Adding or subtracting '0' is the most efficient method of converting between decimal-coded binary and character-coded binary.
Subtracting 'A' or 'a' (and then adding 10) is a well known and efficient conversion from character-encoded hexadecimal to binary.
Adding or subtracting ' ' (space) is used often in base64 encoding/decoding (e.g., MIME) [though you do need to special-case that binary 0 is coded as period instead of as space)
Adding or subtracting 32 used to be very common magic for converting between upper and lower-case ASCII. So common that it became a problem when dealing with EBCDIC and then later with ISO-8896-* and UNICODE. So common that this bug was hard to find, because programmers would read the 32, know that it was upper/lower case conversion, and then be puzzled that letters weren't being converted properly...

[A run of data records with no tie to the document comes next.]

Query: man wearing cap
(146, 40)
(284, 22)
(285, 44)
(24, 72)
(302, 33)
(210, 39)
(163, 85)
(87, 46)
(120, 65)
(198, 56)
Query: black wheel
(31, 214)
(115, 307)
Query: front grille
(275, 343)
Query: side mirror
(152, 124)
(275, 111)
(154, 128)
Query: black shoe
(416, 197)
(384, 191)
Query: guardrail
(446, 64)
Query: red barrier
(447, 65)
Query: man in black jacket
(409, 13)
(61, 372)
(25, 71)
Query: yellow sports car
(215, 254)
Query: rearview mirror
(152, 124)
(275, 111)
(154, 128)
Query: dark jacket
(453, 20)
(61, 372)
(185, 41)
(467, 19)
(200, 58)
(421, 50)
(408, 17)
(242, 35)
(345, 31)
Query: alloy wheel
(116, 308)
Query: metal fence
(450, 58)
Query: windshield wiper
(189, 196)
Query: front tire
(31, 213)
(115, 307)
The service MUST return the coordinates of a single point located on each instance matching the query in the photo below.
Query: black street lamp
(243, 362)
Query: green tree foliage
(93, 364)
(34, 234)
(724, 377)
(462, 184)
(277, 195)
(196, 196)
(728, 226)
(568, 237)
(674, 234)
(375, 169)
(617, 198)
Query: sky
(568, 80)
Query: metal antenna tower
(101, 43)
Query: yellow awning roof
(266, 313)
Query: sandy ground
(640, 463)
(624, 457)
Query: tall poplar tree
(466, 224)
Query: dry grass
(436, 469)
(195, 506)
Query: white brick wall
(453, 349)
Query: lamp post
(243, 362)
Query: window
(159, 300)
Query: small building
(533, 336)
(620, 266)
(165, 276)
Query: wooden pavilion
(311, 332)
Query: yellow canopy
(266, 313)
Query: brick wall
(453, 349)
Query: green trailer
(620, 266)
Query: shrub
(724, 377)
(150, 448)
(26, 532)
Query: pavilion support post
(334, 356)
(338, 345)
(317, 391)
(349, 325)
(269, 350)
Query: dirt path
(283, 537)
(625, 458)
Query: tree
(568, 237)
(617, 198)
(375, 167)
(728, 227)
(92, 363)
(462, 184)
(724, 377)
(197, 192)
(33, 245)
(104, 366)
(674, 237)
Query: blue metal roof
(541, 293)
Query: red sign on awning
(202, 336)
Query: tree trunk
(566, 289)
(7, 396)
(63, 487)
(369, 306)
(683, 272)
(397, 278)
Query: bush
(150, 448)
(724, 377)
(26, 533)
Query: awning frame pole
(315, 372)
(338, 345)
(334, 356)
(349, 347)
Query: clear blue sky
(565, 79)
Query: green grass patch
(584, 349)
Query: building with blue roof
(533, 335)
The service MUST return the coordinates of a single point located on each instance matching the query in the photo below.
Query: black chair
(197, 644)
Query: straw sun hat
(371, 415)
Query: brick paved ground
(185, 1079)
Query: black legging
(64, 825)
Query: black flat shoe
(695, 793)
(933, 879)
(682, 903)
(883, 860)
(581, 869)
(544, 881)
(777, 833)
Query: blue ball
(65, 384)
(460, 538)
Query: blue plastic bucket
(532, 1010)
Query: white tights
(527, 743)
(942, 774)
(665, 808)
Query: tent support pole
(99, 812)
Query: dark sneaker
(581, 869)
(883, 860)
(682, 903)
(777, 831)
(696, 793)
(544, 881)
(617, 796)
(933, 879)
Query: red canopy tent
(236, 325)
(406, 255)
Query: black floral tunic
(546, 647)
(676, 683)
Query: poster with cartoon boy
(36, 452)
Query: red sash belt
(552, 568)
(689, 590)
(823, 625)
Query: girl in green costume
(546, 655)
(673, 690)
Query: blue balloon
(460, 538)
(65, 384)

The characters '1' through '9' have been in consecutive coding positions since the ITA2 code of 1930. Any program that is not required to work with Baudot or Murray or older codes may assume that for a fact. Any program written the ASCII / ANSI / ISO / UNICODE line may assume that upper-case "Latin" (English) characters are consecutive, and that the lower-case "Latin" (English) characters are consecutive: this is a fundamental standardization no worse than assuming that all of the MATLAB operator characters are present in the character set. As best I know, MATLAB has never been supported on any EBCDIC-based system on which the assumption is not true.